Tribalism, and the corrosive hatreds that go with it, has always been just below the surface in the risky experiment of our multiethnic democracy. Of late, it has surfaced in many of our daily interactions — and accounts for much of the meanness of this moment.

I trace the contempt of the press to Rush Limbaugh, whose long-standing goal was to equate what he called the "drive-by media" — that is, fact-checking news organizations staffed by underpaid people devoted to their craft — with fact-challenged, overcompensated, partisan gasbags like himself. It worked.

Once upon a time, the crackpots could mostly talk only to themselves on bar stools; now they have an enormous community in the dark reaches of the web. That explains why up to one-fourth of Republicans believe the country is under the control of Satan-worshipping pedophiles, as they huff the vapors of QAnon. It's also the likely reason a third of Americans continue to believe the fiction that Joe Biden took the election through fraud.

The jump from a provably false premise to physical attacks doesn't require skill. In mean America, in January, nearly 3 in 10 people surveyed expressed support for politically motivated violence, if necessary.

Sadly, the Jan. 6 attack on the Capitol — so heartbreaking and so norm-shattering — was much more of a reflection of the times than an aberration.

The left shares the blame, with its cancel culture, groupthink stridency and identity politics — tactics now picked up by the right (See the canceled Liz Cheney, party fealty to the falsity that Trump won).
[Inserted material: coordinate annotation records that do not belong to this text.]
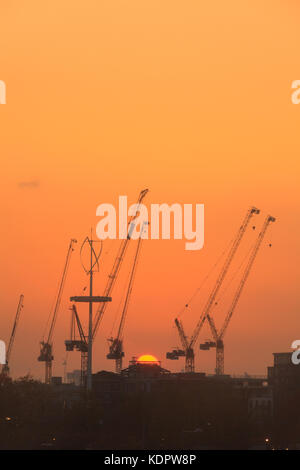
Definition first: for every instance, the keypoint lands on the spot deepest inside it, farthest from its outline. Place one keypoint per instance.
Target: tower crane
(218, 337)
(116, 347)
(5, 369)
(46, 346)
(117, 265)
(188, 346)
(78, 344)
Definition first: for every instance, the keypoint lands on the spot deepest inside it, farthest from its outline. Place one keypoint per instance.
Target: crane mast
(116, 348)
(189, 351)
(46, 346)
(116, 266)
(5, 369)
(80, 344)
(218, 337)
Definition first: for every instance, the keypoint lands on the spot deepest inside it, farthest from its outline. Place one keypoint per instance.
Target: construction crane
(117, 265)
(188, 345)
(46, 346)
(116, 347)
(5, 369)
(80, 344)
(218, 337)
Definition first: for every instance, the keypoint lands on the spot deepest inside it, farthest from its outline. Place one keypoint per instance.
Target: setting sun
(148, 358)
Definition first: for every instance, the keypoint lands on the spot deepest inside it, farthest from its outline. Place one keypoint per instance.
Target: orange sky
(189, 99)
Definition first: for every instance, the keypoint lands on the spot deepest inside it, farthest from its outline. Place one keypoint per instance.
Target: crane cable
(204, 280)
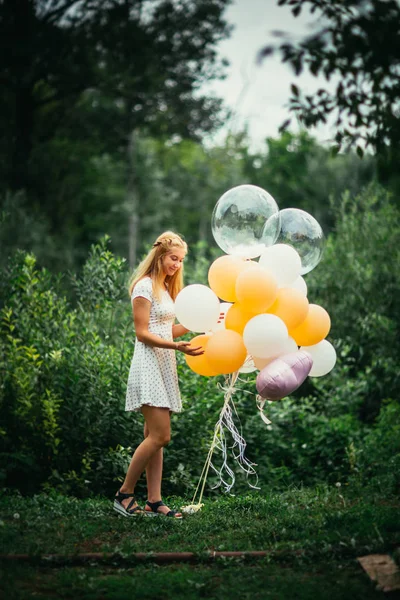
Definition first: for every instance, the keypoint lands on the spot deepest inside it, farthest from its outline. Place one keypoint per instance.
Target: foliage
(357, 46)
(65, 360)
(91, 71)
(311, 536)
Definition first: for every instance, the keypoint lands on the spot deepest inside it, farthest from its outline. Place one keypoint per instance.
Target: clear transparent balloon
(241, 222)
(302, 231)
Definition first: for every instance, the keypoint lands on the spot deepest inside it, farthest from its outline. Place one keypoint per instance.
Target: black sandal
(154, 506)
(126, 512)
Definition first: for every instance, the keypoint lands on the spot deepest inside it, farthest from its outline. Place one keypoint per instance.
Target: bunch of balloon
(268, 322)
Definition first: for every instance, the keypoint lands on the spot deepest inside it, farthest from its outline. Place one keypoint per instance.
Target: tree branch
(53, 15)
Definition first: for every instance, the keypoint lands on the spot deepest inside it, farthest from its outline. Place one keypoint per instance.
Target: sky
(258, 93)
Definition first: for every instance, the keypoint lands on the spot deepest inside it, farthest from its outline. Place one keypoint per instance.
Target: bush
(65, 362)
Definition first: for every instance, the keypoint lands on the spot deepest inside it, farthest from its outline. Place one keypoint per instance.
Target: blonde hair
(151, 266)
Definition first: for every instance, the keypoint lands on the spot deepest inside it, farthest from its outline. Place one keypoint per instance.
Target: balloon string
(217, 431)
(225, 421)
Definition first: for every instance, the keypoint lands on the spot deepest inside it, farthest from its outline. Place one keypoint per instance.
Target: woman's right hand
(187, 349)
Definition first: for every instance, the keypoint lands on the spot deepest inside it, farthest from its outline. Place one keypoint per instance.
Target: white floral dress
(153, 379)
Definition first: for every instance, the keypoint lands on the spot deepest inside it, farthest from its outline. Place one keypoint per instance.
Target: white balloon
(300, 285)
(324, 358)
(290, 346)
(248, 366)
(265, 335)
(197, 308)
(220, 324)
(283, 262)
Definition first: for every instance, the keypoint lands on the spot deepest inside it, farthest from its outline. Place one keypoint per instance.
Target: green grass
(312, 536)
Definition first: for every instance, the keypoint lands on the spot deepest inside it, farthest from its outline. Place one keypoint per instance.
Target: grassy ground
(313, 537)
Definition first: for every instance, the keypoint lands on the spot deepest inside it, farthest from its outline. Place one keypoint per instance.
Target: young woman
(153, 383)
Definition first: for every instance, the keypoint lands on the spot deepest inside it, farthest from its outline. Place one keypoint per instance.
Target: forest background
(102, 148)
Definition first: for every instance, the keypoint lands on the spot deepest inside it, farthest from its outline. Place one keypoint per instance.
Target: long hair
(151, 266)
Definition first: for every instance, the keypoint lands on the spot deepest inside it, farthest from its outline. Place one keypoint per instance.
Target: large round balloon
(241, 221)
(222, 276)
(283, 262)
(265, 336)
(284, 375)
(221, 323)
(324, 358)
(199, 364)
(289, 347)
(300, 230)
(197, 307)
(226, 351)
(291, 306)
(314, 328)
(299, 284)
(237, 318)
(256, 289)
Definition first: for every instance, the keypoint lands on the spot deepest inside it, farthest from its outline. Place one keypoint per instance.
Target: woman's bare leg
(158, 423)
(154, 475)
(154, 472)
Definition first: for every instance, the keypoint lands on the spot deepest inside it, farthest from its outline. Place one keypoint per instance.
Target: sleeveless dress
(153, 379)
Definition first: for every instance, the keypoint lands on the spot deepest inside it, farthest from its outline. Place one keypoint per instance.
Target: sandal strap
(123, 495)
(131, 504)
(136, 509)
(155, 505)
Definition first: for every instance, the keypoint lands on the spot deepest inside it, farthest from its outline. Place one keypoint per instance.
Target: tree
(121, 64)
(359, 43)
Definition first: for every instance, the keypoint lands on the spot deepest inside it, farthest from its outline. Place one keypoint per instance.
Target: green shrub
(64, 362)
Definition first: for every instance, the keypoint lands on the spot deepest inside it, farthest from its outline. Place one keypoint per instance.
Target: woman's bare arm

Last summer, some protesters showed up at the homes of elected officials in Seattle, including that of Debora Juarez, a solid progressive and the lone Indigenous member of the Seattle City Council. She said she felt they were there to "terrorize" her after she was taunted with bullhorn insults and menaced with flashing car headlights. Her crime: Juarez failed to back a goal to defund the police by 50%. The political class in the city was largely quiet.

I've been working on a book about the Ku Klux Klan in the 1920s, a time when up to 5 million Americans belonged to the nation's oldest hate group. That was a mean decade, with Jim Crow locked in place, Prohibition the law of the land and immigrants who weren't white Protestants all but locked out.

A favorite tactic of the Klan in the '20s was night-riding to a people's homes to terrorize them.

The underlying theme of all this meanness is intolerance.

My own better angel, currently on hiatus, tells me that the majority of people today aren't as awful as they appear on social media, which rewards hate at a high volume. But who, or what, rewards civility and nuance?

It may be, as writer George Packer says, that the U.S. is headed for "a cold civil war that continues to erode democracy." No nation can survive for long without some self-evident truths as a lodestar.

There's an old saying, attributed to the Sioux: A people without history is like wind on the buffalo grass. What may be worse are a people without a heart, unable to see half their countrymen and countrywomen as anything but the enemy.